Fed FOMC Toplantısı Başladı: Piyasalar Faiz Sinyallerini Bekliyor
ABD Merkez Bankası’nın (Fed) yılın en kritik toplantılarından biri olan Federal Açık Piyasa Komitesi (FOMC) toplantısı 17 Haziran 2025 itibarıyla başladı. İki gün sürecek olan toplantının sonunda alınacak faiz kararı ve Fed Başkanı’nın yapacağı açıklamalar, hem küresel piyasalar hem de ABD ekonomisinin gidişatı açısından belirleyici olacak.
Mevcut Politika ve Beklentiler
Fed, Mart 2025’ten bu yana politika faizini %5,25 – %5,50 aralığında sabit tutuyor. Son aylarda açıklanan güçlü istihdam verileri ve hâlen yüksek seyreden çekirdek enflasyon, faizlerin bir süre daha bu seviyelerde kalabileceği görüşünü destekliyor. Ancak bazı analistler, enflasyondaki kademeli yavaşlamanın yılın ikinci yarısında bir faiz indirimi ihtimalini güçlendirebileceğini savunuyor.
Piyasalarda Bekleyiş Hâkim
FOMC toplantısının başlamasıyla birlikte, piyasalar da temkinli bir bekleyişe girmiş durumda. ABD borsalarında işlem hacmi düşük seyrederken, tahvil faizleri yatayda kalıyor. Dolar endeksi (DXY) ise kararsız bir görünüm sergiliyor. Altın ve kripto paralarda da yön arayışı sürüyor.
Analist Görüşleri
Finans uzmanları, bu toplantının faizden ziyade, önümüzdeki aylara dair sözlü yönlendirmelerin öne çıkacağı bir zirve olacağını vurguluyor. Özellikle:
-
Fed’in yıl sonuna kadar kaç faiz indirimi öngördüğü,
-
“Nötr faiz” seviyesine ne zaman ulaşılabileceği,
-
Enflasyon ve iş gücü piyasası riskleri,
gibi konuların toplantı sonrası yapılacak basın açıklamasında detaylı şekilde ele alınması bekleniyor.
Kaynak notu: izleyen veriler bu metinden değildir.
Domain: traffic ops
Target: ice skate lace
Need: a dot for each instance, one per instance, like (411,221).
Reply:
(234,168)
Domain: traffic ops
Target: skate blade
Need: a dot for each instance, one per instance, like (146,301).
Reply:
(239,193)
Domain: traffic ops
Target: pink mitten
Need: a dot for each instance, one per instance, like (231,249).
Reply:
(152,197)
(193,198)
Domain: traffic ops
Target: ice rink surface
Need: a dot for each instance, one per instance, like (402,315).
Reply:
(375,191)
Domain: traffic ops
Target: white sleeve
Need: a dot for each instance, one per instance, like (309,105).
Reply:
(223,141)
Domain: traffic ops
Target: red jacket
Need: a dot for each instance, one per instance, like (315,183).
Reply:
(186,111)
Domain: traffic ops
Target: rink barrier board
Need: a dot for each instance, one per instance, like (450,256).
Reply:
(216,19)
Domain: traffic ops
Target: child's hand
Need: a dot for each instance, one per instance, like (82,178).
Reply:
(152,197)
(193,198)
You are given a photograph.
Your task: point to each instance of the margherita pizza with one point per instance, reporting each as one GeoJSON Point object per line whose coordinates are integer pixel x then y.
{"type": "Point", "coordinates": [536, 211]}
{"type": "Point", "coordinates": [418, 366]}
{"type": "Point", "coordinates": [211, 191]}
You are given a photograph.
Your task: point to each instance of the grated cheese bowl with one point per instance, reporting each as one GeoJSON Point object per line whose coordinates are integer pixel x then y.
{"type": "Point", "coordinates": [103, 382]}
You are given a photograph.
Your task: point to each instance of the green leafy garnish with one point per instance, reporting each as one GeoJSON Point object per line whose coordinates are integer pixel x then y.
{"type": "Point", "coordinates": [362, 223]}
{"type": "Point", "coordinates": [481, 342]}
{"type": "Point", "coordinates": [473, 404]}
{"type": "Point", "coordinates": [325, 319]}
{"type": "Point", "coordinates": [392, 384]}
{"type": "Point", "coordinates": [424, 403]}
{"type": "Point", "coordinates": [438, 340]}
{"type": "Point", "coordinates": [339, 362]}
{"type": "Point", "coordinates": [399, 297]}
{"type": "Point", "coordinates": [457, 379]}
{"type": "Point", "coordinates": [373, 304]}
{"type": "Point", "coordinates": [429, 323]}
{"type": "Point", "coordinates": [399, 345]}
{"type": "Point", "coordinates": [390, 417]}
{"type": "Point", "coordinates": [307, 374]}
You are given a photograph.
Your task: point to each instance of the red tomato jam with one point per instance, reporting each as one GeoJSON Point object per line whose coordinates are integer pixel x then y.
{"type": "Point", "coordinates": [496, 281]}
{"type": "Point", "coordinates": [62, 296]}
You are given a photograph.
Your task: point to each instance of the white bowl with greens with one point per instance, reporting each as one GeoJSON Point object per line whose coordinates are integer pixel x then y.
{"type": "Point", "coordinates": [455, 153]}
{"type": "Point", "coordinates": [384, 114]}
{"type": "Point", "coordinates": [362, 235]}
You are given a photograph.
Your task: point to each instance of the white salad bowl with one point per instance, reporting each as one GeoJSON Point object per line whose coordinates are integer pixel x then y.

Veri Takvimi Önemli Rol Oynayacak
Fed’in faiz politikası kadar, toplantı sonrası açıklanacak ekonomik projeksiyonlar (dot plot), büyüme beklentileri ve çekirdek PCE verisi tahminleri de yatırımcıların radarında olacak. Ayrıca 18 Haziran’da açıklanacak olan Fed karar metni ve Başkan Jerome Powell’ın konuşması, piyasaların yönünü netleştirecek temel unsur olacak.
Küresel Yansımalar
FOMC toplantısından çıkacak mesajların sadece ABD değil, küresel finansal sistem üzerinde de etkili olması bekleniyor. Gelişmekte olan ülkeler, yüksek faiz ortamında sermaye çıkışlarıyla karşı karşıya kalabilirken; Euro, yen ve gelişmekte olan para birimleri de karar sonrasında dalgalanabilir.